The new technology has the potential to surpass directed evolution, the protein design method that won the Nobel Prize, and it will revitalize the 50-year-old field of protein engineering by accelerating the creation of novel proteins

Published: 2023-03-11

Scientists have developed an AI system that can produce synthetic enzymes from scratch.  According to a paper from the University of California called "AI technology generates original proteins from scratch: Natural language model jumpstarts protein design with the creation of active enzymes." cited on ScienceDaily.com, even though several of these enzymes' artificially created amino acid sequences differed noticeably from those of any known natural protein, they nonetheless performed as well in laboratory testing as those found in nature.

The experiment shows that, despite being designed to read and create English text, natural language processing can pick up on at least some of the fundamental concepts of biology. The artificial intelligence (AI) tool ProGen, created by Salesforce Research, assembles amino acid sequences into synthetic proteins via next-token prediction.

The new technology, according to scientists, has the potential to surpass directed evolution, the protein design method that won the Nobel Prize, and it will revitalize the 50-year-old field of protein engineering by accelerating the creation of novel proteins with applications ranging from therapeutics to the degradation of plastic.

James Fraser, Ph.D., professor of bioengineering and medicinal sciences at the UCSF School of Pharmacy, and an author of the study, which was published on Jan. 26 in Nature Biotechnology, noted that artificial designs outperform ideas that were inspired by the evolutionary process.

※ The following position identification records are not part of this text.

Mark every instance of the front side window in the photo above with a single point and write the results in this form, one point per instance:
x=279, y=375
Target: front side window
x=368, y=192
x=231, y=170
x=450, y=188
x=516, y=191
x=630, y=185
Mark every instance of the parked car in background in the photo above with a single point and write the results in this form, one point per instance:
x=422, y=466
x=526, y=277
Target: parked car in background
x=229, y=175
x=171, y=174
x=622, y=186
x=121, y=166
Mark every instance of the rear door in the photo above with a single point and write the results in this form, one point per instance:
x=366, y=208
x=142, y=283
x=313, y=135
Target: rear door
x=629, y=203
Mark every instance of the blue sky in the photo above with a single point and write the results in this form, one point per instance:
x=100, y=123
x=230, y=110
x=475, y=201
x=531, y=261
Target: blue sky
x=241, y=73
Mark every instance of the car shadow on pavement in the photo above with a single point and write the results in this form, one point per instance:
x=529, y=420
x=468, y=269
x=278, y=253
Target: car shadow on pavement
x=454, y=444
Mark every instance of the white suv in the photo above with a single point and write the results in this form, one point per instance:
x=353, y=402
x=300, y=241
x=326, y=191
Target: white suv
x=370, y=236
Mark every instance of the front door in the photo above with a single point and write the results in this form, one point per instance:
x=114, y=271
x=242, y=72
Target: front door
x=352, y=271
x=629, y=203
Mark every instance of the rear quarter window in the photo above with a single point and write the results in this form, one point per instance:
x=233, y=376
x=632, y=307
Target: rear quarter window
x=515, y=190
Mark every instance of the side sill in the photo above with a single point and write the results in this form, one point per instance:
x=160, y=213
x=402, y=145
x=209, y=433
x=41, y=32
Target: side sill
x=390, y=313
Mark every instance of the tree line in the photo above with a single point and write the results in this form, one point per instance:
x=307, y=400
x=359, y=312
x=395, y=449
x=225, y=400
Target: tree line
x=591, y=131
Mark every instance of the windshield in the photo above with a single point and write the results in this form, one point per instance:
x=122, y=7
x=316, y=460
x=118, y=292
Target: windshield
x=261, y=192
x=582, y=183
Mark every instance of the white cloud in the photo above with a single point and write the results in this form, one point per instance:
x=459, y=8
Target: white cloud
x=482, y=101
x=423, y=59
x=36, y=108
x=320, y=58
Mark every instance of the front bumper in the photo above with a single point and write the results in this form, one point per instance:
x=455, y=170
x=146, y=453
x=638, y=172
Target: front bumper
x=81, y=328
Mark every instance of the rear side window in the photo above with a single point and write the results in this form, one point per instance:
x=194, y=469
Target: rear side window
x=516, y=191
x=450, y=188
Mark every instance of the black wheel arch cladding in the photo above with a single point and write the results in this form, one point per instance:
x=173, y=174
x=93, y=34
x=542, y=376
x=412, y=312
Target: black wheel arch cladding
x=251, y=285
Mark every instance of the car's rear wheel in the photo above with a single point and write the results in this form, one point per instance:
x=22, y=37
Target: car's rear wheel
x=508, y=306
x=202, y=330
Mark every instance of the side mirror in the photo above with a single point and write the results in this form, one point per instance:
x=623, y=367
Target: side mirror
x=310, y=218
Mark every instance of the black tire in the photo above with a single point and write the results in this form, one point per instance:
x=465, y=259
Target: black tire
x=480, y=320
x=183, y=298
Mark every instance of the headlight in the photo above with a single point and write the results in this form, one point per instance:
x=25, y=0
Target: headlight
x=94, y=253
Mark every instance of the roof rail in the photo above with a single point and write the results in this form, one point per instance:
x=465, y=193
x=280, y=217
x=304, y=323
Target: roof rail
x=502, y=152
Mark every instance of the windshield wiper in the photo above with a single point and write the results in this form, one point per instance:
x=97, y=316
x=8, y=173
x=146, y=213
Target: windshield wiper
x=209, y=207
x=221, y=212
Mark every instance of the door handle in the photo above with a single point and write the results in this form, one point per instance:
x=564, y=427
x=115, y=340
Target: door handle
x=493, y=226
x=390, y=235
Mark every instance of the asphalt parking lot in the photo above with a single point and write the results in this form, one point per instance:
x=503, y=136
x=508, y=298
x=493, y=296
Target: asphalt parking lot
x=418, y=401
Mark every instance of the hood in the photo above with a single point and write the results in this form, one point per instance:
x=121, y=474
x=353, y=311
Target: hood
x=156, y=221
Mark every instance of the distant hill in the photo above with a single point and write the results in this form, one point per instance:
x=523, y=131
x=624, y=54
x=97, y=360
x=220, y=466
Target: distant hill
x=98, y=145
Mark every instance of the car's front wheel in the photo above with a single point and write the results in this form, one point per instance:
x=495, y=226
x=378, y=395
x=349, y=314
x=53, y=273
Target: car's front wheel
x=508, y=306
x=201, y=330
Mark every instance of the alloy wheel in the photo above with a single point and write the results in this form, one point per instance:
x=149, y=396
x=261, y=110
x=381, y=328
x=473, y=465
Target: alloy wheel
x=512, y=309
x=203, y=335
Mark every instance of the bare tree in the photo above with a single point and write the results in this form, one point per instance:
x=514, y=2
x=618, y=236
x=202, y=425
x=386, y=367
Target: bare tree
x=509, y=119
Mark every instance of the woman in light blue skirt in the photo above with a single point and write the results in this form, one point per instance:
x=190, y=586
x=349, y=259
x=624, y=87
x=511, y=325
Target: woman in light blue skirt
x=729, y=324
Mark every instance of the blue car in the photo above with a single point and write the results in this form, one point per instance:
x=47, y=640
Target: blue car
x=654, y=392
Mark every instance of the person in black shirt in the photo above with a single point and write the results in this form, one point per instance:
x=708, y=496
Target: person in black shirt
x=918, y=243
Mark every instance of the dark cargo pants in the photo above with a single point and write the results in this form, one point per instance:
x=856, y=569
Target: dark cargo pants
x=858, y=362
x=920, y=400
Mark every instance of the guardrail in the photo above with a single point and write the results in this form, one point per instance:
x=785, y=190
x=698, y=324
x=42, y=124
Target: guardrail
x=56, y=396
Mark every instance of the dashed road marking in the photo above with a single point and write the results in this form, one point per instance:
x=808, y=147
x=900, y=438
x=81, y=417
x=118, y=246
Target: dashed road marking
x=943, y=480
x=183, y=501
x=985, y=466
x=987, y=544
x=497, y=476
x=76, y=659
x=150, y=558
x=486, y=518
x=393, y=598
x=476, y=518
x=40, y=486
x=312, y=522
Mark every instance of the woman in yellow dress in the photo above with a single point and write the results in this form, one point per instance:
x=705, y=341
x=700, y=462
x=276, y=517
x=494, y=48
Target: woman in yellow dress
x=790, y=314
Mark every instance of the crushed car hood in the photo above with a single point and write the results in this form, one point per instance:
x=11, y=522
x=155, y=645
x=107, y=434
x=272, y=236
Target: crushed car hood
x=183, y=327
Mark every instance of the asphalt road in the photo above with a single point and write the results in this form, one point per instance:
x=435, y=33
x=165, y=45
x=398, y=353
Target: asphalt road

Although it differs from the typical evolutionary process, the language model is teaching elements of evolution, according to Fraser. "We may now adjust the creation of these traits for particular impacts. For instance, a very thermostable enzyme, one that prefers acidic conditions, or one that won't interact with other proteins."

The amino acid sequences of 280 million unique proteins of all sorts were simply loaded into the machine learning model to develop the model, which was then given a few weeks to process the data. After that, they adjusted the model by feeding it 56,000 sequences from five different lysozyme families along with some background knowledge about these particular proteins.

Based on how closely they mirrored the sequences of normal proteins and how naturalistic the underlying amino acid "grammar" and "semantics" of the AI proteins were, the study team chose 100 sequences from the model's fast generation of a million sequences to test.

Out of this initial batch of 100 proteins, which Tierra Biosciences evaluated in vitro, the team created five fake proteins to test in cells and compared their function to an enzyme known as hen egg white lysozyme, which is present in the whites of chicken eggs (HEWL). Human tears, saliva, and milk all contain similar lysozymes that operate as antimicrobial defenses against bacteria and fungus.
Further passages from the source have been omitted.